Wegner writes "Now, under KSR the teaching, suggestion, or motivation is but one of the indicia used to determine obviousness under a more flexible review." In January 2007, in a post entitled IPBiz proposes possible form of KSR v. Teleflex opinion , IPBiz had written:
Possible text in KSR:
Nothing in the text of 35 USC 103 establishes motivation as an absolute prerequisite to establish obviousness. [CAFC/CCPA caselaw] made a showing of motivation a requirement for proving obviousness. That austere standard, absent from the statute and incompatible with case law of the Supreme Court (including Graham v. Deere), should not be applied in federal patent trials. However, motivation can yet have a bearing on the inquiry. The absence of motivation can be an important factor in ruling that a particular combination invention is not obvious.
Wegner states that obviousness practice at the CAFC is "markedly changed" from the time of the KSR cert petition in 2005, although IPBiz suspects that the CAFC, in Kahn, thought it was merely articulating PAST practice, NOT "markedly changing" past practice. Wegner speaks of CAFC overreaction, including DyStar, and describes the decision in Pfizer v. Apotex (over Norvasc) as "bizarre."

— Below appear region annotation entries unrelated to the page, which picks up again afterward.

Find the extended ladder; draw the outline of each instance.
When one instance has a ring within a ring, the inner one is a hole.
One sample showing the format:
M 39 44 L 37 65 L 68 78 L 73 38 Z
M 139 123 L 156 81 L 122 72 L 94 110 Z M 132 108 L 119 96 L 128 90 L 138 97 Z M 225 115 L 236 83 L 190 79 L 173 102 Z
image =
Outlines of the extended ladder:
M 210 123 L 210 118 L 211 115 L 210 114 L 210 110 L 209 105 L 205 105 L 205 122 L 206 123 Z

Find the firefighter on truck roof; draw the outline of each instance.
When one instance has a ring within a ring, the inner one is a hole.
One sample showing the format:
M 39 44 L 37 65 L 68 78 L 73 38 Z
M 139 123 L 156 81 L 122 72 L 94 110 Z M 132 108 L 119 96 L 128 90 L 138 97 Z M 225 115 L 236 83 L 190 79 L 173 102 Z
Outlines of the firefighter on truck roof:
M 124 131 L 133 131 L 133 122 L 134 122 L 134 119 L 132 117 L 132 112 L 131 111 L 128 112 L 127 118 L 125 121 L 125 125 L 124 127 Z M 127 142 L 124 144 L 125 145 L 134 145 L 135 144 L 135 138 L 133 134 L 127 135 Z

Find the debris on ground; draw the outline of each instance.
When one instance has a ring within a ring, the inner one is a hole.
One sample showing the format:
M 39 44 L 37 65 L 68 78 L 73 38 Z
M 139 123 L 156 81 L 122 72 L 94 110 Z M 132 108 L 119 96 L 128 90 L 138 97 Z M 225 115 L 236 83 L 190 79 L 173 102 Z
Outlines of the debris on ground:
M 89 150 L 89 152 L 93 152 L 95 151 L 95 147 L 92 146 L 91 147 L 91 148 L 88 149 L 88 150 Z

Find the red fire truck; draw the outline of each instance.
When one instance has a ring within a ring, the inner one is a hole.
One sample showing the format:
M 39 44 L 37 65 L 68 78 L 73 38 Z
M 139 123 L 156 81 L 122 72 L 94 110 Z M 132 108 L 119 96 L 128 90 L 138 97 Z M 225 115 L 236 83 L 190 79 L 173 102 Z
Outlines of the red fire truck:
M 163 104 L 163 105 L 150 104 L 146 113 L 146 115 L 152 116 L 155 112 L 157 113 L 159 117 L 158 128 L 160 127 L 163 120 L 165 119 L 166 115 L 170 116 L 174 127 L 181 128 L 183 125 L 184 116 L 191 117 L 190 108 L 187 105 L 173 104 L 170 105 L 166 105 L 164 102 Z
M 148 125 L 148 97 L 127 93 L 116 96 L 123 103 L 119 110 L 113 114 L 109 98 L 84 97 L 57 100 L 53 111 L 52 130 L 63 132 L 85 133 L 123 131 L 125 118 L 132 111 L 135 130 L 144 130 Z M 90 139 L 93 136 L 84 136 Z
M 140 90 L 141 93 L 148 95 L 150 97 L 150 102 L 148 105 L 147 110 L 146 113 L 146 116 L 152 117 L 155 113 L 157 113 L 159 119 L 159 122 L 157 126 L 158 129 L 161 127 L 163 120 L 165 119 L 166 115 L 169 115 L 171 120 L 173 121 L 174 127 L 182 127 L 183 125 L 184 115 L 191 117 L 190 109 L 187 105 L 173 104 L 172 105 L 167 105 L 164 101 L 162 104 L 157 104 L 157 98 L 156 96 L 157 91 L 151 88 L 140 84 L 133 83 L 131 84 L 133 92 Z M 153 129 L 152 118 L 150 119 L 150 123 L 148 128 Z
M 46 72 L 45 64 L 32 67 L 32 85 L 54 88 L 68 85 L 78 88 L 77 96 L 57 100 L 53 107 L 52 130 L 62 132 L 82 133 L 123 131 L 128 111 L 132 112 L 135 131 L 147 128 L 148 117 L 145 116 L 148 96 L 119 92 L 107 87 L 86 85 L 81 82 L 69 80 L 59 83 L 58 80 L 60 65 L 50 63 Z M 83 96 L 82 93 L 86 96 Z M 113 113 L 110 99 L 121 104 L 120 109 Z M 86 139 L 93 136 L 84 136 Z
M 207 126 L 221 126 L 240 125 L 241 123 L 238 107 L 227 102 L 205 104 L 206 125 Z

IPBiz notes an interesting issue is whether or not the Supreme Court thought it was limiting its decision in KSR to the predictable arts, such as the mechanical arts at stake in KSR. The Supreme Court cited BOTH Deuel AND Bergel, which do not involve predictable arts. Separately, can an "unpredictable" art (chemistry) have "predictable" components, such as the selection of a non-biologically active counter-anion from a relatively short list?
Footnote 54 of Wegner's article contains an interesting citation, to the "citing references" tab (for Deuel) on Westlaw. This is an interesting concept. Instead of citing cases, one can cite Shepards for the case, or, in science, instead of referring to citing papers, one can reference the Science Citation Index for the paper. One will never "miss" a reference!
Professor Miller is keeping track of cases citing KSR v. Teleflex.
Miller notes: The following passage from KSR appears to be a Board favorite: “As our precedents make clear, however, the analysis need not seek out precise teachings directed to the specific subject matter of the challenged claim, for a court can take account of the inferences and creative steps that a person of ordinary skill in the art would employ.”
Mere course correction? No … sea change.